I poured away my tepid tea and began to look in the fridge for a meal. I picked up a box of filled pasta and decided to boil half of it and freeze the rest. As I looked at the label, an image flashed into my mind. The pasta was from Waitrose, and I was sure I’d seen Bella in the Ramsgate branch a few weeks ago. I closed my eyes, hoping I could conjure up the image. I’d gone there to pick up a John Lewis order, and I’d had to queue at the Customer Service desk as she was helping an elderly lady who was querying the price of something. Another assistant came over and took my order number before scurrying off to retrieve my parcel.
As I set some water to boil, I felt sure my memory was reliable. If the assistant was the girl on Laura’s phone, then Joe wasn’t telling Laura the truth. The first question was, why should he lie about his daughter being in France? The second question was, should I follow up on my concerns? It wasn’t my business, and I’d told Craig I wouldn’t worry about her, but deep down, I felt I owed it to Laura.

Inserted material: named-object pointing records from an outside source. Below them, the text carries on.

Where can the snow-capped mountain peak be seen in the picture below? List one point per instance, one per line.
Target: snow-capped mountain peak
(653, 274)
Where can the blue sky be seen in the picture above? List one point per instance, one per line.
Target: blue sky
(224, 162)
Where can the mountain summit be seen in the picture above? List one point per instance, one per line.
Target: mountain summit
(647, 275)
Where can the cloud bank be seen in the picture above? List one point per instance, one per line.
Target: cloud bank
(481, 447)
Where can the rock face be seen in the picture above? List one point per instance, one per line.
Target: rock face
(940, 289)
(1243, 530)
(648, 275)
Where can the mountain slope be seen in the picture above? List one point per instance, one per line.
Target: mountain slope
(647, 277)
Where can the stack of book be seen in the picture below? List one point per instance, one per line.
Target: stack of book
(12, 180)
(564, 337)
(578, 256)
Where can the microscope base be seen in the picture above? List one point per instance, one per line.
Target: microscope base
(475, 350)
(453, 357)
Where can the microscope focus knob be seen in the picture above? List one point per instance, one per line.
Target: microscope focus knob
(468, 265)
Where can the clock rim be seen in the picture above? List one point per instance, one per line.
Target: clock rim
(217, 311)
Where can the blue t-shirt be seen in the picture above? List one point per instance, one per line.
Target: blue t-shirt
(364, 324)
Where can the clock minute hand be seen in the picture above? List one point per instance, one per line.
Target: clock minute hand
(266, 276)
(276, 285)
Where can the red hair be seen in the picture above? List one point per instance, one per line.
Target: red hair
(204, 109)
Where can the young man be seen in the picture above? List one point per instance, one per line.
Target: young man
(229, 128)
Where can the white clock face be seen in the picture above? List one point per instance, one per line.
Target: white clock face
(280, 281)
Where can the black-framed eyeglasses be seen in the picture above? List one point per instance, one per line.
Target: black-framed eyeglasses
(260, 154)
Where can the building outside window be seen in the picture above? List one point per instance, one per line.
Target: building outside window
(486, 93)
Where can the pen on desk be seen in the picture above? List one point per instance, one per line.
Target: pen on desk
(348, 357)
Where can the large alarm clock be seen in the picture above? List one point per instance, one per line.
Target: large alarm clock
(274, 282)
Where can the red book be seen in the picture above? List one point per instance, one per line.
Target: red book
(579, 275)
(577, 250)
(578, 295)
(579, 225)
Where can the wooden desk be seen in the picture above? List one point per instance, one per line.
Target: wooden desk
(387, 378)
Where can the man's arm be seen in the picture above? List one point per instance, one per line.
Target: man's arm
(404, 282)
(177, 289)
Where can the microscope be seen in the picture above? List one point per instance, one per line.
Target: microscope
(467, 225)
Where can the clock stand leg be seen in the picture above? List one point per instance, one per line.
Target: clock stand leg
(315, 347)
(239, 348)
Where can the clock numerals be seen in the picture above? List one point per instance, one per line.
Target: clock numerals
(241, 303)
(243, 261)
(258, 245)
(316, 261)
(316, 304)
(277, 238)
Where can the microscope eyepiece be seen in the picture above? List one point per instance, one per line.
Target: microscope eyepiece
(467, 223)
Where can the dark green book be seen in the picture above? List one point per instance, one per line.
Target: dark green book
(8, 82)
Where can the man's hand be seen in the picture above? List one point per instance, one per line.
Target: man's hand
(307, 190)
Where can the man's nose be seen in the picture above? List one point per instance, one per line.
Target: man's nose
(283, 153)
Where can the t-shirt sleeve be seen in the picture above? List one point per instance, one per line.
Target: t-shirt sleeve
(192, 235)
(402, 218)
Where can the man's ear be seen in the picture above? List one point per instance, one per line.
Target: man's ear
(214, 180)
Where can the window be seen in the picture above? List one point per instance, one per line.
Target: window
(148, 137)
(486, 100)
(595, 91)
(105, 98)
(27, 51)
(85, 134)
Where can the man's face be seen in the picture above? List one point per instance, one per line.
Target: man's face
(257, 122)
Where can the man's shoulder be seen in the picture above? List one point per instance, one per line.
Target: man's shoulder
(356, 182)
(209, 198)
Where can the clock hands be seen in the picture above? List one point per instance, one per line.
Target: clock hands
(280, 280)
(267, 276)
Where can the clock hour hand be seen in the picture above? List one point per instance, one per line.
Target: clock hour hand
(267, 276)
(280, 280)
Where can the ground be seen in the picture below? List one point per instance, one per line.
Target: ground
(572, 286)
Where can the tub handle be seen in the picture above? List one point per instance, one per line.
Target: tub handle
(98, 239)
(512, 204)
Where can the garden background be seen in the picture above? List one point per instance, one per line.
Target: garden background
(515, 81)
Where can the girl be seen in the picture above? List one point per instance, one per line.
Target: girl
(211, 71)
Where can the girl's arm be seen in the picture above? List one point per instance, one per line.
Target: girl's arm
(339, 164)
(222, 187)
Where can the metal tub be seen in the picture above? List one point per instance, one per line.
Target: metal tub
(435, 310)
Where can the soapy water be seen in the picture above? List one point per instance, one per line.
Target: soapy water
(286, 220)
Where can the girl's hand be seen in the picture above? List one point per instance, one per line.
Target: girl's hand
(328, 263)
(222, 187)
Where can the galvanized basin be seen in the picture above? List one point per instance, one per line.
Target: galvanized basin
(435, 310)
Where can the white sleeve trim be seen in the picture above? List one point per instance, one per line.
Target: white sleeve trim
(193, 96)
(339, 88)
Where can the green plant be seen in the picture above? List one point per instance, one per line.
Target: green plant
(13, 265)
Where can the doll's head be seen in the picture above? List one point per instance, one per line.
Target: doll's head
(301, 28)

However, would it end not just their relationship, but mine with Laura?
Chapter 22
That evening, I texted Laura a few times to apologise, attempting to build bridges. Thus, I had gone to bed at 10 p.m. feeling in a calmer state of mind than I had for a couple of days. I pushed my worries about David into the background as I felt I needed a break from emotional torment. I also eschewed alcohol, opting for a green tea instead, and downloaded the latest Mark Billingham novel, Their Little Secret, on to my tablet. Interestingly, part of the story took place in nearby Margate.